Un projet de loi, actuellement examiné par l’Assemblée populaire nationale (APN), prévoit un cadre juridique strict pour les grandes plateformes numériques opérant sur le territoire. L’initiative, portée par le député Bouhali Abdelbasset, vise directement les géants du web tels que TikTok, Facebook, YouTube ou Instagram.
Selon le texte, toute plateforme comptant plus d’un million d’utilisateurs ou dépassant un certain seuil de revenus en Algérie devra désormais :
- Ouvrir un bureau local et désigner un représentant légal dans le pays ;
- Héberger les données des utilisateurs sur le territoire national ou dans des centres agréés ;
- Retirer tout contenu jugé illicite sous 24 heures après notification ;
- Publier des rapports semestriels de conformité détaillant les mesures de modération et de protection appliquées.
Trois priorités : valeurs, protection et souveraineté
L’esprit du texte repose sur trois grands axes :
- Préserver les valeurs religieuses et sociales ;
- Protéger les mineurs contre les contenus nocifs ;
- Renforcer la souveraineté numérique du pays.
Le projet prévoit également la création d’une Autorité nationale de régulation de l’espace numérique, placée sous la tutelle de la Présidence. Cette structure disposerait d’un pouvoir de sanction en cas de manquement — amendes, blocages d’accès ou poursuites judiciaires.
Un encadrement à la hauteur d’un écosystème en pleine expansion
Avec 36,2 millions d’internautes début 2025, soit près de 77 % de la population, l’Algérie connaît une véritable explosion du numérique.
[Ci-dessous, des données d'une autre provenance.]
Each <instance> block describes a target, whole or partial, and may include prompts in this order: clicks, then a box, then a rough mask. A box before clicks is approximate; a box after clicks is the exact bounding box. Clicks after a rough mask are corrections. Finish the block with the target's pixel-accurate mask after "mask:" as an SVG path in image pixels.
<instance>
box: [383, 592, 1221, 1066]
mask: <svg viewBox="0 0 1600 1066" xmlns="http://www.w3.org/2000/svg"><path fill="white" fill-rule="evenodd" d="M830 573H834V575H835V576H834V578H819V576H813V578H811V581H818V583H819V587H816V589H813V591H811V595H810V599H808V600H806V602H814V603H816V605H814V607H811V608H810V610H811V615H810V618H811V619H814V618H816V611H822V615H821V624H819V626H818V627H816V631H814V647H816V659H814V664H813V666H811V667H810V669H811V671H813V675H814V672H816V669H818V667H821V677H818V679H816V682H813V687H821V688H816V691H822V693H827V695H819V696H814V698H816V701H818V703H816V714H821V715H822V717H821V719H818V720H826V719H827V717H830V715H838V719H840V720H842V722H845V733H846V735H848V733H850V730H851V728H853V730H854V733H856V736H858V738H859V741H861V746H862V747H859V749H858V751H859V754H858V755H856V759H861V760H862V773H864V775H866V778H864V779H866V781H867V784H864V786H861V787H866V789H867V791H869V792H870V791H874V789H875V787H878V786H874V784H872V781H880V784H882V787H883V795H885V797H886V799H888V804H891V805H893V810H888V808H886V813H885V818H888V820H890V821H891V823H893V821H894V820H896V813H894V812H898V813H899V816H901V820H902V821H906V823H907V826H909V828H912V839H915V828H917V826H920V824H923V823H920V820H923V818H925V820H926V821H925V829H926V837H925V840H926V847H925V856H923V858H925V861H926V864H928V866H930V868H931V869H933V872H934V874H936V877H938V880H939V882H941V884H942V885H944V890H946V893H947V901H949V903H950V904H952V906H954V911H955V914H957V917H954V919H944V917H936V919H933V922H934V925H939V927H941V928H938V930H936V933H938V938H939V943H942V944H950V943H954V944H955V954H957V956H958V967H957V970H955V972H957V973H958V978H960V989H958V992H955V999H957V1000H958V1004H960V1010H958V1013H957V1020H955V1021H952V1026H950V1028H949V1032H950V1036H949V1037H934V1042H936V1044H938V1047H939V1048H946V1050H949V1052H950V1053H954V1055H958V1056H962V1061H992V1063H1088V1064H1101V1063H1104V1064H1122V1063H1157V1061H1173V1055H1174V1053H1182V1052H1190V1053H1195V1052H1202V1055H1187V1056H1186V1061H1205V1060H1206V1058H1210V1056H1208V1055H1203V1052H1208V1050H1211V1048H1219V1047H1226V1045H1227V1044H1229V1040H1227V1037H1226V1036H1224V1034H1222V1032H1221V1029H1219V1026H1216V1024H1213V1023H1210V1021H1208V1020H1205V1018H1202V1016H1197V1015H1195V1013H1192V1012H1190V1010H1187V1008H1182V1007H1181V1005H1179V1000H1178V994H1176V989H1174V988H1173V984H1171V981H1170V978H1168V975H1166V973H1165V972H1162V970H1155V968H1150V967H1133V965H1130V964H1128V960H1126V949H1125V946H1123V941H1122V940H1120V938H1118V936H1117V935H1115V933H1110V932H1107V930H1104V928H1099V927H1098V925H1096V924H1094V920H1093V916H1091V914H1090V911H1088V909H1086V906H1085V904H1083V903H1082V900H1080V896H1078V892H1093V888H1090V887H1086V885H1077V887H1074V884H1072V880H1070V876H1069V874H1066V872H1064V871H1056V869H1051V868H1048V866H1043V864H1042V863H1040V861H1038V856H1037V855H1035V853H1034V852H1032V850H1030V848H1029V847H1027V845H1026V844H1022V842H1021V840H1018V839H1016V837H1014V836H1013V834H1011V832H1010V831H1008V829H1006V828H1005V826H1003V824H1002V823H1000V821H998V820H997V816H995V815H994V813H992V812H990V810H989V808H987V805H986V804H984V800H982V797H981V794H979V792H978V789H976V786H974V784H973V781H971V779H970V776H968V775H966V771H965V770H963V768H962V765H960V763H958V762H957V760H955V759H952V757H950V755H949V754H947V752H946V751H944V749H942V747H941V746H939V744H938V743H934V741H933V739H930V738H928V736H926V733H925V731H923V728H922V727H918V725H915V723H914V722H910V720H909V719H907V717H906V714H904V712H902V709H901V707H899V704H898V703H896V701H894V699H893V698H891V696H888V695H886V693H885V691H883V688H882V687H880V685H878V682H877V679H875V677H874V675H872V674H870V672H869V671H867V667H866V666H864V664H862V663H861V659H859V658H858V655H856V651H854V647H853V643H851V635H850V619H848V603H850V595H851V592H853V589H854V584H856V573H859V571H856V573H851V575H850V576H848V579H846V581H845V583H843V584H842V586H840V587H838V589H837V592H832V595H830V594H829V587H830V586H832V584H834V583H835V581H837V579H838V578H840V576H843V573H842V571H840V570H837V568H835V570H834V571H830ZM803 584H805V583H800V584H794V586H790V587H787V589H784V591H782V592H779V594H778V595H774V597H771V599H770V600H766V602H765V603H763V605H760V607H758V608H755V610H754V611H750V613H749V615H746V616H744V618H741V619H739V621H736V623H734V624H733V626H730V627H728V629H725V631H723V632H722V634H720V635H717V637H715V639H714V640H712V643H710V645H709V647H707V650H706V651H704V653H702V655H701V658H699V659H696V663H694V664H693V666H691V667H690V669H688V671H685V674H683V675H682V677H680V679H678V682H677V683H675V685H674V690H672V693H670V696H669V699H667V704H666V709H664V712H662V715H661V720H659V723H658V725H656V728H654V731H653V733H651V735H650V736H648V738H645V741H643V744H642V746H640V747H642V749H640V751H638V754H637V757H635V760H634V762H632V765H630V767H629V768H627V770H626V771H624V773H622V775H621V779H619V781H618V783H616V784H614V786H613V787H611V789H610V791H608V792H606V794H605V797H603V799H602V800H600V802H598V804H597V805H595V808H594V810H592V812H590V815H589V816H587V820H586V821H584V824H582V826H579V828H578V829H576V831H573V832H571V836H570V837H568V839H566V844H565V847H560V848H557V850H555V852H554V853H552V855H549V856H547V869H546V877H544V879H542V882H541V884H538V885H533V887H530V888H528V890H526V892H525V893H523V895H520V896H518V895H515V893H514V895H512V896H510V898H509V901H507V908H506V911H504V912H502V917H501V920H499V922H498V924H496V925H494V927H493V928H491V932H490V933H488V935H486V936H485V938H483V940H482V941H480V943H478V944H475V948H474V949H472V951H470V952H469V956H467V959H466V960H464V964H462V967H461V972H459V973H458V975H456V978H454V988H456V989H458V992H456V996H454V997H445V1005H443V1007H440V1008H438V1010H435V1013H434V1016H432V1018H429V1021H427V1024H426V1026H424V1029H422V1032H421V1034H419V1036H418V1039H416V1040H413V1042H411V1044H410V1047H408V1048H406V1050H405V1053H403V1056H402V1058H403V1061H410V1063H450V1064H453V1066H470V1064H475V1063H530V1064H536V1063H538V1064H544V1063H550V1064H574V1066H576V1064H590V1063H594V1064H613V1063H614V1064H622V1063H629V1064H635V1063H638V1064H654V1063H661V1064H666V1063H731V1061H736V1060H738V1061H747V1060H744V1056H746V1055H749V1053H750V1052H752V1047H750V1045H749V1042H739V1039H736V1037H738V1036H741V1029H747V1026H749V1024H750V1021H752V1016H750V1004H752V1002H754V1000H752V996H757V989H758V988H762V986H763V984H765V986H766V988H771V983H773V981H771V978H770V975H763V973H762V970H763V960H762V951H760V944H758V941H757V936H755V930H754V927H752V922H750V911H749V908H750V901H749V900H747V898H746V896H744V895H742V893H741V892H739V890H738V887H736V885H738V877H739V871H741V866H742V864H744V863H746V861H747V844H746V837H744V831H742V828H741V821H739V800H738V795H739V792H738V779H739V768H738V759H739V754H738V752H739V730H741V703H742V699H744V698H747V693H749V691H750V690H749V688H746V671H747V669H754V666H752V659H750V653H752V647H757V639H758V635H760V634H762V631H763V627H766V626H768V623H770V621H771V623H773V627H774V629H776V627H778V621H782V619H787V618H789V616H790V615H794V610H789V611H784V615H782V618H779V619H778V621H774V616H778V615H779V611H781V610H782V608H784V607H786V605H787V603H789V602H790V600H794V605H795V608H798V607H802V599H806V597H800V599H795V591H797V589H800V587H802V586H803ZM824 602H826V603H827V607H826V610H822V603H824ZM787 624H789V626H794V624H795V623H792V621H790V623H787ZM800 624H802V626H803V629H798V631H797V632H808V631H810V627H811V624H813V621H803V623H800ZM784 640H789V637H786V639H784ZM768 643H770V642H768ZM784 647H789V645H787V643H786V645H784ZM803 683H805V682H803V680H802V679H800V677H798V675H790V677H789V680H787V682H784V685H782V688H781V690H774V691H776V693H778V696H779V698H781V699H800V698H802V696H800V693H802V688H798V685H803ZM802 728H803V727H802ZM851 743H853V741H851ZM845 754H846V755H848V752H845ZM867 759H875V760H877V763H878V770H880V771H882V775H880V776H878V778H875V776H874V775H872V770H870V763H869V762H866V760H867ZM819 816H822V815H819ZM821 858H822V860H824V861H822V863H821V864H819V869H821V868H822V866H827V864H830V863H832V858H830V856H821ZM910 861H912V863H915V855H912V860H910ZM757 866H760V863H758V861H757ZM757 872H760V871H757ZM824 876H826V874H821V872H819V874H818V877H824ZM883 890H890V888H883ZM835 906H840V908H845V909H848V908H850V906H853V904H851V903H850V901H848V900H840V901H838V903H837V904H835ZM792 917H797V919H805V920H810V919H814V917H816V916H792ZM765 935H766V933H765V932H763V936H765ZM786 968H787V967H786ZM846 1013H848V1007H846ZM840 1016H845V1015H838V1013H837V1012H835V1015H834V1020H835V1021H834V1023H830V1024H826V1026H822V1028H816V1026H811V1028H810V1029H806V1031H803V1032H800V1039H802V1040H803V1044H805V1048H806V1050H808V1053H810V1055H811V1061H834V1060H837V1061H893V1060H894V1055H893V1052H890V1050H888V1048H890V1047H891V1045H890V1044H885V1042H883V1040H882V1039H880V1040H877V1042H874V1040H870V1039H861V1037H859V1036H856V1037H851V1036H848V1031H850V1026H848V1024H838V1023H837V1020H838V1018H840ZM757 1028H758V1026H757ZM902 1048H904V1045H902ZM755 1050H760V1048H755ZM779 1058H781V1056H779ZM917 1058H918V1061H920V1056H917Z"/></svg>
Les réseaux sociaux y jouent un rôle central, notamment dans l’information, la consommation et la création de tendances. Mais cette forte connectivité s’accompagne aussi d’enjeux : diffusion de contenus extrémistes, désinformation ou atteintes aux normes sociales.
Le gouvernement entend donc suivre la voie d’autres pays, comme l’Allemagne ou la Turquie, qui ont imposé un ancrage local et des obligations légales aux grandes plateformes.
Vers un nouvel équilibre numérique
Si la loi est adoptée, elle pourrait redéfinir le paysage digital algérien. D’un côté, elle responsabiliserait davantage les acteurs internationaux ; de l’autre, elle ouvrirait la voie à l’émergence de solutions locales plus alignées avec les priorités nationales en matière de sécurité, de culture et de protection des données.
En somme, l’Algérie veut affirmer sa place dans l’économie numérique mondiale tout en reprenant le contrôle de son espace digital — un défi majeur à l’ère des plateformes globalisées.